Sucedió en Castelló
Sucedió en Castelló, que es calle relativamente ancha, habitada, vivida, comercial y tranquila. Aunque esto último pertenece al pasado, si bien se mira. Ocurre con muchas calles de Madrid -relativamente anchas, habitadas, vividas y comerciales- que fueron tranquilas hasta que las invadieron los bárbaros. No son problemas inherentes a la modernidad con su movida, ni siquiera a la drogadicción con sus secuelas de delincuencia. Son, antes bien, las amargas consecuencias del abuso, la prepotencia, la insolidaridad y los malos modos de una parte no pequeña de la ciudadanía.Si se toma aquí de referencia la relativamente ancha, habitada (y todo lo demás) calle de Castelló, no es por su relevancia urbanística en la Villa y Corte, ni por favoritismo, ni por manía persecutoria. Se toma porque acaeció en ella un hecho singular, que llenó de perplejidad a todo el vecindario.
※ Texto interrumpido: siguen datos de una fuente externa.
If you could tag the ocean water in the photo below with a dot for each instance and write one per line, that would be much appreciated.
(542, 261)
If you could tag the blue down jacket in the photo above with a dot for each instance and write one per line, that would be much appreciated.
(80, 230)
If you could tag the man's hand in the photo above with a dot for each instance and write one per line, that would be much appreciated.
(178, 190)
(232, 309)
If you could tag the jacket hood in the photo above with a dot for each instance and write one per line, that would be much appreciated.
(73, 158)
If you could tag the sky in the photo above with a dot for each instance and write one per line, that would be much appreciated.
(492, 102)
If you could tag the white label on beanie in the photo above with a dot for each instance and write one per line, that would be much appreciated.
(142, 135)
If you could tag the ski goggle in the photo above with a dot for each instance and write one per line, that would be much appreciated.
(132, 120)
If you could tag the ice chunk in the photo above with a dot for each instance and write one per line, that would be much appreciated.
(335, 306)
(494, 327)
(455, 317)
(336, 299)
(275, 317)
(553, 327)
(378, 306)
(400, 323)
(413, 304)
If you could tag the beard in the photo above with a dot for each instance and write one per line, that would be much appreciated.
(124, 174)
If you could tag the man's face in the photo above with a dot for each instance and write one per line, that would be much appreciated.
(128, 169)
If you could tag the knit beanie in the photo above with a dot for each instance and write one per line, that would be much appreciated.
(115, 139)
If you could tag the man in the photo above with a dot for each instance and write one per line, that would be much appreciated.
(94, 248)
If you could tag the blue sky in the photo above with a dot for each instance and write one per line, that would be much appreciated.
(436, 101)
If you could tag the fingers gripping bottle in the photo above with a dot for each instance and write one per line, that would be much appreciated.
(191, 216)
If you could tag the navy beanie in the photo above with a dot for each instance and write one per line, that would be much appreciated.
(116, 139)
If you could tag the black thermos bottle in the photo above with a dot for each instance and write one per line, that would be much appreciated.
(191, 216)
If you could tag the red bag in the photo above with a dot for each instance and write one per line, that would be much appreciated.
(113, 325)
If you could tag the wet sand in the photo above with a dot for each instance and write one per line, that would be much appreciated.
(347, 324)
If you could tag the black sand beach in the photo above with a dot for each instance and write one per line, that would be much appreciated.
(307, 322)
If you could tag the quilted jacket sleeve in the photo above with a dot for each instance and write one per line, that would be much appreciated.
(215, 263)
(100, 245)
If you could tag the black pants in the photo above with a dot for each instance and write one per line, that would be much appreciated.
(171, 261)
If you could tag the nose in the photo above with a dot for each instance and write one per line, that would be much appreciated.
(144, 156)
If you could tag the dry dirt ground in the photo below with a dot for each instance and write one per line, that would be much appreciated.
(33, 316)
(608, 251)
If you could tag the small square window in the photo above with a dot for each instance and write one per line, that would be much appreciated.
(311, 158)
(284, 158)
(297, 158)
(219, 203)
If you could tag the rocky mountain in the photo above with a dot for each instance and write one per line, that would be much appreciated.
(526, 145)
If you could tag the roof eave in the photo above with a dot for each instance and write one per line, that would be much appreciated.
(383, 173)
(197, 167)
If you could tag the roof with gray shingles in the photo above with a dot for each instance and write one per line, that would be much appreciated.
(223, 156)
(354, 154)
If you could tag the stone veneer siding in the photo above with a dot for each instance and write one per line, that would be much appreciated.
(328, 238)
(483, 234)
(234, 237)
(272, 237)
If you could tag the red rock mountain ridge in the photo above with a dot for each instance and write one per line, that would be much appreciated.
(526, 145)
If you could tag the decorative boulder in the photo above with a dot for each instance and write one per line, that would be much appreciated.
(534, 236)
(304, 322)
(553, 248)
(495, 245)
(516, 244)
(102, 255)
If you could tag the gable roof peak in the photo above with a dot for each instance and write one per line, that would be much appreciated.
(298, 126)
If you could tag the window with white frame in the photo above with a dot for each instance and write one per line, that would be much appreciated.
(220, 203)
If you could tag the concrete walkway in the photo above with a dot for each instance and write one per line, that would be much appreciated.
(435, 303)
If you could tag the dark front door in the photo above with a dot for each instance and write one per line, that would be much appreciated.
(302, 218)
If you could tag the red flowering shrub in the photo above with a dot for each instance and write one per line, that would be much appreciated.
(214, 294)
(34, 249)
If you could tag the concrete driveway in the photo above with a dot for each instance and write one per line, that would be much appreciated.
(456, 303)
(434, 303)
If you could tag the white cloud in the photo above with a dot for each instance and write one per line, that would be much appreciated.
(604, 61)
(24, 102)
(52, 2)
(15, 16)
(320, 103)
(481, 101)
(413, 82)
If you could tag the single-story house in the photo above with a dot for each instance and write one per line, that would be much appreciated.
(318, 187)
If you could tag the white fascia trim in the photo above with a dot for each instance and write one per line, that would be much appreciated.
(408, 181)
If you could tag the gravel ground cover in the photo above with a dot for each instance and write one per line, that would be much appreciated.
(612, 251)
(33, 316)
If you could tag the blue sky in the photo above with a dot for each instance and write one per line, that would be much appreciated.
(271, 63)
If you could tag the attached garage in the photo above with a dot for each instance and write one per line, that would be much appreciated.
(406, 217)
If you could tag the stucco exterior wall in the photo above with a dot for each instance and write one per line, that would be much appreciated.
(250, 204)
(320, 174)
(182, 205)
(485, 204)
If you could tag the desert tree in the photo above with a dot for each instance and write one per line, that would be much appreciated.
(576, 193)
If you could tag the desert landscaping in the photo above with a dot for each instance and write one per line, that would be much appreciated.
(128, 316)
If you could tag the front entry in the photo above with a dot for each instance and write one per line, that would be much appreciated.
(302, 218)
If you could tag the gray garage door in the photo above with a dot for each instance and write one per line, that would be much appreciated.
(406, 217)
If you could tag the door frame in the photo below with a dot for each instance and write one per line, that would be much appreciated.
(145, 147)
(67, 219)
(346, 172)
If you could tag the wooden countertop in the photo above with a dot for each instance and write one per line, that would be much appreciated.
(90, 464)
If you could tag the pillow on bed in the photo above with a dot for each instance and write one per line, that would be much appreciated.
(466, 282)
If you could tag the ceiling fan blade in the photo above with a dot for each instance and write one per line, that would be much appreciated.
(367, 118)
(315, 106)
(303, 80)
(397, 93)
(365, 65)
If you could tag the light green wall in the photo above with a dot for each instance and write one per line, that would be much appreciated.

En realidad fueron dos hechos singulares. El primero consistió en que apareció la grúa. Y no una grúa, sino tres grúas, una detrás de otra. Llegaban con atronante rugir de motores y chirriar de cadenas, y parecía la avanzadilla acorazada del ejército de liberación. Los vecinos, al verlas, daban vivas, entonaban aleluyas, agitaban pañuelos, derramaban pétalos de rosas, en loor de los chóferes, los mecánicos y la representación de la autoridad competente vestida con uniforme de campaña. Algunos más apasionados querían pasearlos a hombros.
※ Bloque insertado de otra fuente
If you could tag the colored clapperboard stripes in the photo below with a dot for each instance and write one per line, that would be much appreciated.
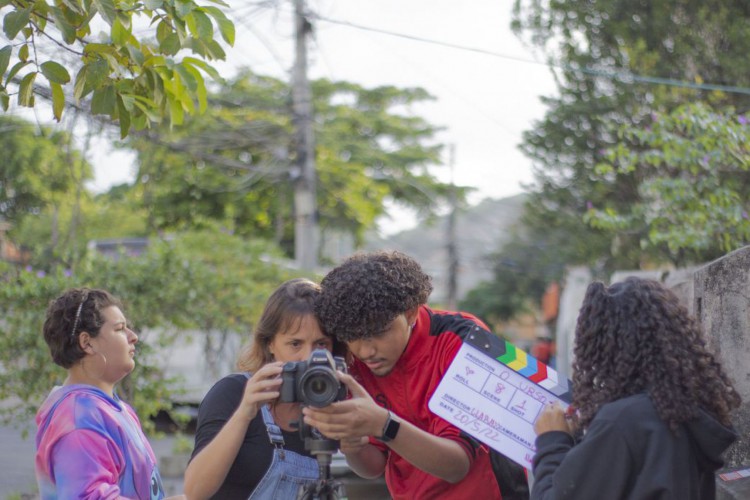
(520, 362)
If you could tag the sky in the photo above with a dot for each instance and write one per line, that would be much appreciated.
(486, 82)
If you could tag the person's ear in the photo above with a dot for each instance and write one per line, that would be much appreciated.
(84, 342)
(411, 316)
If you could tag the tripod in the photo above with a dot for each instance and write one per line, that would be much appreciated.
(325, 488)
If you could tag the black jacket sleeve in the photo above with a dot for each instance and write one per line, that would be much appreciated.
(598, 467)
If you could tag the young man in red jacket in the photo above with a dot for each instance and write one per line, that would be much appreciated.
(376, 304)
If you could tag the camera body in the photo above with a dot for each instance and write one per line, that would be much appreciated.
(313, 382)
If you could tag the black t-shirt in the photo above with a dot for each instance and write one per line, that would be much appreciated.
(256, 451)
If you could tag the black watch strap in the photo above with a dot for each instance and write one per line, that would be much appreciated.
(390, 429)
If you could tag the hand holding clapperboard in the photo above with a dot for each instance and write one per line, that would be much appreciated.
(495, 392)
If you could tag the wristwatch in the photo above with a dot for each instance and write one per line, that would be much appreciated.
(390, 429)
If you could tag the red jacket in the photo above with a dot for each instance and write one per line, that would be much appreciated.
(406, 390)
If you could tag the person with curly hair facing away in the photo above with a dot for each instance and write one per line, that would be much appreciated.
(652, 402)
(376, 303)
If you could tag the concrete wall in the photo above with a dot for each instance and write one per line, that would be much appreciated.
(571, 298)
(722, 304)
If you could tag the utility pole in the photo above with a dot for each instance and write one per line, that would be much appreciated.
(305, 203)
(451, 237)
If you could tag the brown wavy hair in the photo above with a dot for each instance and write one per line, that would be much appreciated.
(283, 312)
(635, 337)
(363, 295)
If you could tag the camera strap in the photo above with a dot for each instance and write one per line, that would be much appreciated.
(274, 431)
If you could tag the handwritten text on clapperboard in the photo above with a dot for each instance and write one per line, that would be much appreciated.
(492, 402)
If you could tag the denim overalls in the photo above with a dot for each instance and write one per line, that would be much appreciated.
(288, 470)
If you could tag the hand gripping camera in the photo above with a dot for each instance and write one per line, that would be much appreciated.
(313, 382)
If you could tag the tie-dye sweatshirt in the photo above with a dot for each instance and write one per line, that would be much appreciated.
(89, 445)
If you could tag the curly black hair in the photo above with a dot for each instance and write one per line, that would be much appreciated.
(75, 311)
(363, 295)
(636, 337)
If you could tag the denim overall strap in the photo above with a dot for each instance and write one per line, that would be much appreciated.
(288, 472)
(273, 430)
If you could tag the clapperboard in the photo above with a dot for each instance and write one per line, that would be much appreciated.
(494, 392)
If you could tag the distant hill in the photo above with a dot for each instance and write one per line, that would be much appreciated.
(480, 230)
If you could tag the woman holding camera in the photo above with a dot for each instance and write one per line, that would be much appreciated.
(245, 445)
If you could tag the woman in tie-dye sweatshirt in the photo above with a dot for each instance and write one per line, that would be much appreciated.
(89, 442)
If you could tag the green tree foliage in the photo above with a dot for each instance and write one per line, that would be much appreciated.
(233, 164)
(616, 64)
(521, 271)
(208, 281)
(38, 168)
(596, 48)
(694, 170)
(126, 55)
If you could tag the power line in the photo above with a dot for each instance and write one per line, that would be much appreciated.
(623, 76)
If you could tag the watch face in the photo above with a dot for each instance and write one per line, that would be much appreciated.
(391, 429)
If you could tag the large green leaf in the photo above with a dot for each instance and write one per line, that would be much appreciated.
(15, 21)
(103, 101)
(14, 70)
(55, 72)
(58, 100)
(170, 45)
Nadie en el barrio acababa de dar crédito a sus ojos. Años llevaba la calle de Castelló -como tantas otras relativamente anchas, habitadas, vividas, de este proceloso Madrid- secuestrada por los automovilistas abusones, prepotentes, insolidarios y mal educados. Allá los turismos y las furgonetas, las motos y los camiones, en doble fila todo a lo largo, prácticamente desde la calle de Alcalá a la de María de Molina, que si se vienen a echar cuentas es algo así como la Línea Maginot. Allá esos mismos coches y estruendos metálicos sobre dos ruedas encima de las aceras hasta ponerlas a tope. Allá, los recados de cinco minutos y las diligencias de una jornada laboral entera, las cargas y las descargas, los ruidos, las suciedades, los destrozos y los taponamientos.
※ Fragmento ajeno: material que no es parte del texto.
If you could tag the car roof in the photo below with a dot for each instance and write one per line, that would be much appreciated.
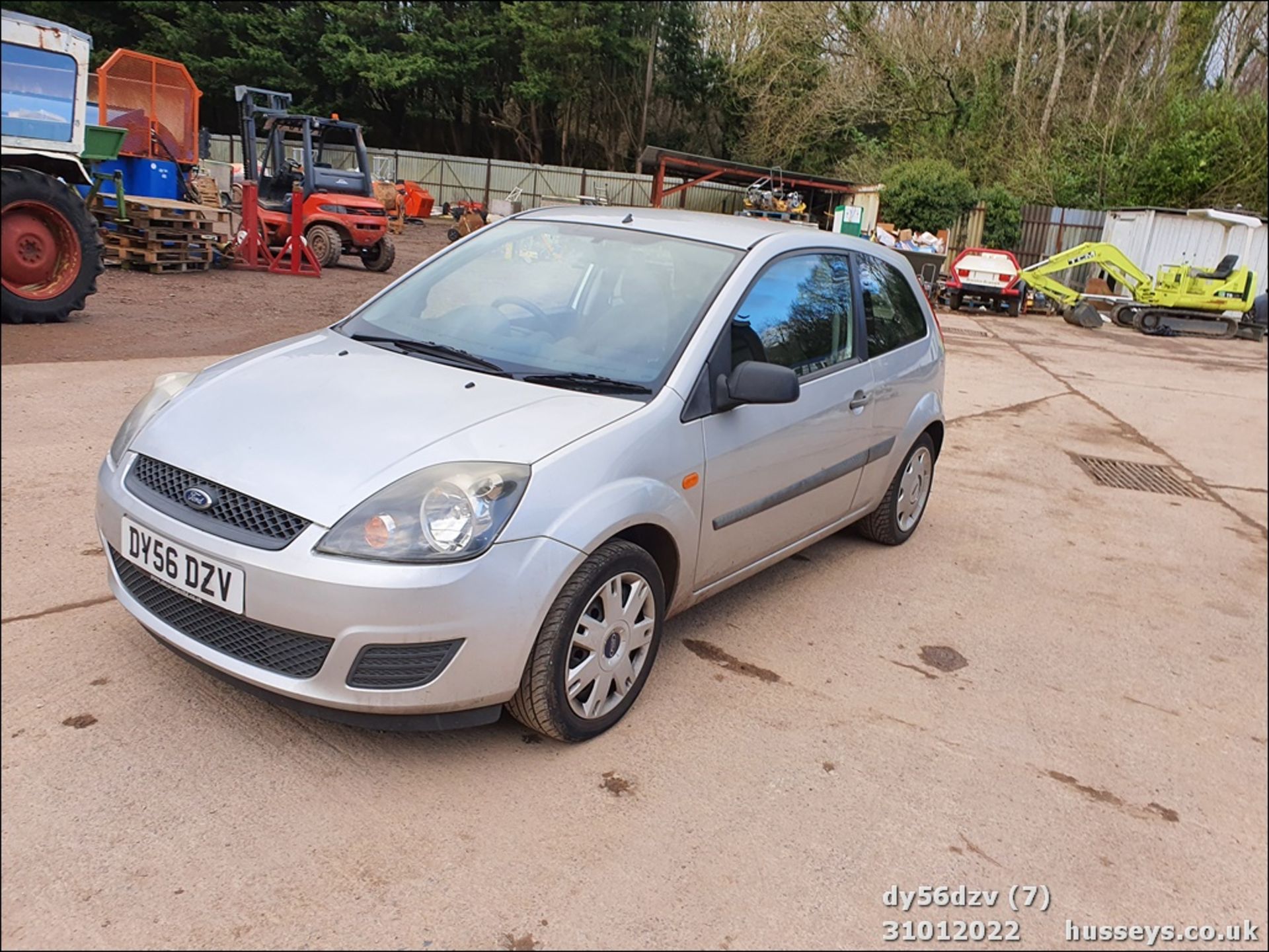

Y, mientras tanto, los vehículos en tránsito sin poder circular, los viandantes jugándose la vida por la calzada, las madres escalando obstáculos con los cochecitos de sus bebés; asendereada la vecindad entera sin entender por qué había de ser víctima del abuso, la prepotencia, la insolidaridad y la mala crianza de una parte no chica del paisanaje, todos los días de la vida, sin que el Ayuntamiento y los guardias a su servicio restablecieran la paz y la justicia holladas.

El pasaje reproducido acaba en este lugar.